Some of you might still be staring at the first sentence in this paragraph asking “Shoot, this chick wants me to cook?” Yes, yes I do. I’m a strong believer in making time for cooking and meal-sharing. Even cooking for yourself can be incredibly fulfilling. I believe in the energy behind food. When a meal is prepared with my hands, or another’s hands, prepared with love and dedication, that love and energy is shared with everyone who consumes the food.
Stock up on staples.
Staples may be different from one person to the next. For example, I stock up every week on avocados, frozen fruit, lots of bagged greens (spinach, kale), bananas, coconut milk, and mixed nuts. These items account for my breakfast and my snack for each day. For someone who can tolerate some grains and legumes, you may stock up on quinoa, canned tomatoes, or garbanzo beans, to easily toss into salads or stews. Make sure you have a few non-perishable items in the house that would allow you to make dinner pinch. Purchase spices in bulk to save money, and to ensure you’ll always have what you need on hand.
Keep it simple.
Look for recipes with 10 ingredients or less. Flavor your meals with dried or fresh herbs, salt, pepper, onion, and garlic, coconut oil, and olive oil. Use citrus to brighten up sauces and salad dressings. Whole natural foods need very little doctoring. Experiment with various cooking techniques including roasting, steaming, sautéing, Instant-potting, slow-cooking, and boiling. My favorite techniques for cooking veggies are roasting and steaming.

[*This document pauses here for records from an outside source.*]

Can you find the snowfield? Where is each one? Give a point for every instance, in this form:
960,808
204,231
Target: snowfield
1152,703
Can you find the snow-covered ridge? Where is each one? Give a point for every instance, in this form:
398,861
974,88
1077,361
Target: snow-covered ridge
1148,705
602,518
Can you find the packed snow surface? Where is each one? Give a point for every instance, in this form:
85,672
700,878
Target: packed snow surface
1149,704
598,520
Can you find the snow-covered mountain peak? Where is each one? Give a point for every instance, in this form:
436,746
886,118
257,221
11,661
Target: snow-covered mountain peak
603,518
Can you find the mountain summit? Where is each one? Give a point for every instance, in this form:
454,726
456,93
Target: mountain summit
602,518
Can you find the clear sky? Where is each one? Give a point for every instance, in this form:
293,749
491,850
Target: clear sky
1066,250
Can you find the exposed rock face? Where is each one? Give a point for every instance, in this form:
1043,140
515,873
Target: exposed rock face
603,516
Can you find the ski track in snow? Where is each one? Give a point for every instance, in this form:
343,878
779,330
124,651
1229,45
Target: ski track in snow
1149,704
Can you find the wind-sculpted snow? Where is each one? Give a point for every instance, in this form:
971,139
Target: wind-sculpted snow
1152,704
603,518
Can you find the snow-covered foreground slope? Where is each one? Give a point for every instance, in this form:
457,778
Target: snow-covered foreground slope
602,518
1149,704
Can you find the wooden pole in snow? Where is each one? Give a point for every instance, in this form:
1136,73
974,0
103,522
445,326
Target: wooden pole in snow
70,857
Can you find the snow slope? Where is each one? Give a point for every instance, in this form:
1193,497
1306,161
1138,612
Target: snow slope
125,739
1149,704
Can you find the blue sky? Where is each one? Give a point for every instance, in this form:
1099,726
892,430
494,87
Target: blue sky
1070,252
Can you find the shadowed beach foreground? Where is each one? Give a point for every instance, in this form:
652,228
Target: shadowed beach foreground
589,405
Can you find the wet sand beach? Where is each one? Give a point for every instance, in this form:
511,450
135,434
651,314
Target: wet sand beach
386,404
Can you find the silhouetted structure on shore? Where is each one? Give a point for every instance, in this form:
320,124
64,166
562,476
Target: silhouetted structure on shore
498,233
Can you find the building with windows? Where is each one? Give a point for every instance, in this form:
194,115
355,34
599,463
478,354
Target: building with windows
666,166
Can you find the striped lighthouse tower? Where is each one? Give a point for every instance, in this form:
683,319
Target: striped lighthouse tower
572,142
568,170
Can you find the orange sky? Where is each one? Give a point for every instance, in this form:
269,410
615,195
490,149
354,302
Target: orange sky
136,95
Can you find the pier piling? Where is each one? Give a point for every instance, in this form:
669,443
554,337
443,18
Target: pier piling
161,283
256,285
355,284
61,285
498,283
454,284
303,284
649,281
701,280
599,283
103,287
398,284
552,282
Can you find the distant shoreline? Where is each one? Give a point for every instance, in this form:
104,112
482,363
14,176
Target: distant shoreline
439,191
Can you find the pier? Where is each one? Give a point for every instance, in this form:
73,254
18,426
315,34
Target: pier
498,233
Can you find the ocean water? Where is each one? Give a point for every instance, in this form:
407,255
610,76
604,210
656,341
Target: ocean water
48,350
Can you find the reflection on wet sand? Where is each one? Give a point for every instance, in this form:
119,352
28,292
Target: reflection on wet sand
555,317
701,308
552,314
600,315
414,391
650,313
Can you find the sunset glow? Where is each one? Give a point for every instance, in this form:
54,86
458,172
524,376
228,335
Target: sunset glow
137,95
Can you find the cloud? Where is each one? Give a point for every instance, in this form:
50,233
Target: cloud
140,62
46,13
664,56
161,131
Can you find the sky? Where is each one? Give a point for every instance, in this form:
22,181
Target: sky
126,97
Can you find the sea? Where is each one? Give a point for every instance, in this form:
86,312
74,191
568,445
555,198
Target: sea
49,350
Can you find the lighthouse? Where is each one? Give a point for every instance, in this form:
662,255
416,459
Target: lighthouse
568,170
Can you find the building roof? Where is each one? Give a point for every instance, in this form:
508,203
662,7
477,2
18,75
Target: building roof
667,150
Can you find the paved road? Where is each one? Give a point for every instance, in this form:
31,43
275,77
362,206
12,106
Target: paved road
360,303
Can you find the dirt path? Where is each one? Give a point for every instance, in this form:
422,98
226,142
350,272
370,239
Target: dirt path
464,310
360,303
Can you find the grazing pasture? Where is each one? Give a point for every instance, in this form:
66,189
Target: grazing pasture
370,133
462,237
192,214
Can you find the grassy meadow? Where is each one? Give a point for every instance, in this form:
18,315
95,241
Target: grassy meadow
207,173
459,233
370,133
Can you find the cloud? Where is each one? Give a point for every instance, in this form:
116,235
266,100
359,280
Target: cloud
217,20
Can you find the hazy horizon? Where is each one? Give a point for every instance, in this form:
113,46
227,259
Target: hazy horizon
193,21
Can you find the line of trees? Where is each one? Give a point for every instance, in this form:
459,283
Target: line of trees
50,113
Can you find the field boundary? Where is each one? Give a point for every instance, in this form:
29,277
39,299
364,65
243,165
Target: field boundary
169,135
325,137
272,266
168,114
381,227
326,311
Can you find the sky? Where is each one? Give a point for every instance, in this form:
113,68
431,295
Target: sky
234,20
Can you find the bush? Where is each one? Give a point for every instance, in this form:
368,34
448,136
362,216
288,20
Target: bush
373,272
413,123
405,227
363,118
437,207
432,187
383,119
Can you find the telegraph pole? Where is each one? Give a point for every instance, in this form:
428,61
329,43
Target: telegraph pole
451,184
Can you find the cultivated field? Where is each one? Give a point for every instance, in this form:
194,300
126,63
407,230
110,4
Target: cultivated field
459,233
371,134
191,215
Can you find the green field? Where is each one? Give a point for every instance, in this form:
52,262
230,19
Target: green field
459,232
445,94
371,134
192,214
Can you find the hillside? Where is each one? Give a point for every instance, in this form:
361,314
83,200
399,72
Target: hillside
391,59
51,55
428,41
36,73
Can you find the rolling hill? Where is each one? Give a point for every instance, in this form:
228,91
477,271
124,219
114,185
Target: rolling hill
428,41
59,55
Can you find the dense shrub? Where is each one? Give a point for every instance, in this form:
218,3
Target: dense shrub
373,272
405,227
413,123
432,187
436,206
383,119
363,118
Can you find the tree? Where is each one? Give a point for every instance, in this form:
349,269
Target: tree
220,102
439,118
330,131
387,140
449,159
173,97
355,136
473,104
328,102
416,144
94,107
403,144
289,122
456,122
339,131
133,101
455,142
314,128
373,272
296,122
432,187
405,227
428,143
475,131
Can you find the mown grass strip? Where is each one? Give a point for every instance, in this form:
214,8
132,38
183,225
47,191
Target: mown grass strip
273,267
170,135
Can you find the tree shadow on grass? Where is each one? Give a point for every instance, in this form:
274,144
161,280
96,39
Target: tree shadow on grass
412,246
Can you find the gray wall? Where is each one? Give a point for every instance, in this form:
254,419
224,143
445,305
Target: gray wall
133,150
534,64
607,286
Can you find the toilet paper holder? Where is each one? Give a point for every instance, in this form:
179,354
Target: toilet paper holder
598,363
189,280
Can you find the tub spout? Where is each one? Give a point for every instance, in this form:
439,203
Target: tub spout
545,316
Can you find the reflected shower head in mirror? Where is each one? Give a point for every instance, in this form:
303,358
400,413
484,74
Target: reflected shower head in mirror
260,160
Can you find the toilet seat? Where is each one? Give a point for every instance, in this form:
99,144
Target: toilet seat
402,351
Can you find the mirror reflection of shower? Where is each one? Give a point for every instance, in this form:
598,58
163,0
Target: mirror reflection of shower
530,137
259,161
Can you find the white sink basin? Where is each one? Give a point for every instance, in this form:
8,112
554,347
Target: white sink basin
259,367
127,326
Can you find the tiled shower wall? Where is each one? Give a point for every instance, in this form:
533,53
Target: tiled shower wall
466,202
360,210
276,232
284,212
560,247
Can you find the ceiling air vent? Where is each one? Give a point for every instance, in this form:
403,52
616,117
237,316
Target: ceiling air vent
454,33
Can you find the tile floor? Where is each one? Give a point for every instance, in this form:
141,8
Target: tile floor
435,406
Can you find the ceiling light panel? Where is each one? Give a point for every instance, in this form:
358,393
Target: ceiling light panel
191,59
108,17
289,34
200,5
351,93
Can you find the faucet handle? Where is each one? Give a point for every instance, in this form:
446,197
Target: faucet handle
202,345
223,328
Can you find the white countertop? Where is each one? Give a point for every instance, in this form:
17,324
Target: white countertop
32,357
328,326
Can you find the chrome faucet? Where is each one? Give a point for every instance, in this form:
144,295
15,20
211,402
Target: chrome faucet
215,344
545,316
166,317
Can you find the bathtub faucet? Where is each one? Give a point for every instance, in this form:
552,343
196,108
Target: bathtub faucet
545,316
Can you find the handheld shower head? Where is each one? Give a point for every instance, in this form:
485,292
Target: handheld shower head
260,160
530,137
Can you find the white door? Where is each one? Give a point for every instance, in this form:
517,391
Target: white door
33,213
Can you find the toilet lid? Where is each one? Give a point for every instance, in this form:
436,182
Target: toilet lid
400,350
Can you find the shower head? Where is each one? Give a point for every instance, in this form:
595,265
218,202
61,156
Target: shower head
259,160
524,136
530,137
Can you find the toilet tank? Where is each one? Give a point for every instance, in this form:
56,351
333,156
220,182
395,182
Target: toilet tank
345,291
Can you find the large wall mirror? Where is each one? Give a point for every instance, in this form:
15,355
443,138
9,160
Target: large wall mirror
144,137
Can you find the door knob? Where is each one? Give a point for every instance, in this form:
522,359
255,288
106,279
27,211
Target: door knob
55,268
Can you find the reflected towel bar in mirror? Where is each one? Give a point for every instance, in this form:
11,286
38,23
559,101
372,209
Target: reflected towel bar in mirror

Steaming preserves the most nutrients, but roasting requires little attention so you can focus on the remainder of your meal prep.
Tell your friends.
Sharing your goals or new lifestyle habits with friends and loved ones is a simple, yet empowering technique. It affirms your commitment, and gives them the opportunity to support you when encountering temptation in social situations. You might even be a source of inspiration for others to begin their own journey. Don’t be afraid to ask for support!
Be kind to yourself.
Try to keep compassion at the core of any lifestyle change by practicing Ahimsa. Ahimsa is “non-violence” in thought, action, and words, and the first moral restraint practiced in the eight limb path of yoga. Whatever your goal, there is no requirement for perfection here. For many of us, the 80/20 rule can be applied to lifestyle, and specifically dietary changes. If resisting grandma’s pound cake is going to cause you grief and guilt, then eat the darn pound cake! You’ll be better off enjoying an occasional indulgence, rather than restricting something which may set you up for failure later on, potentially with a less meaningful food.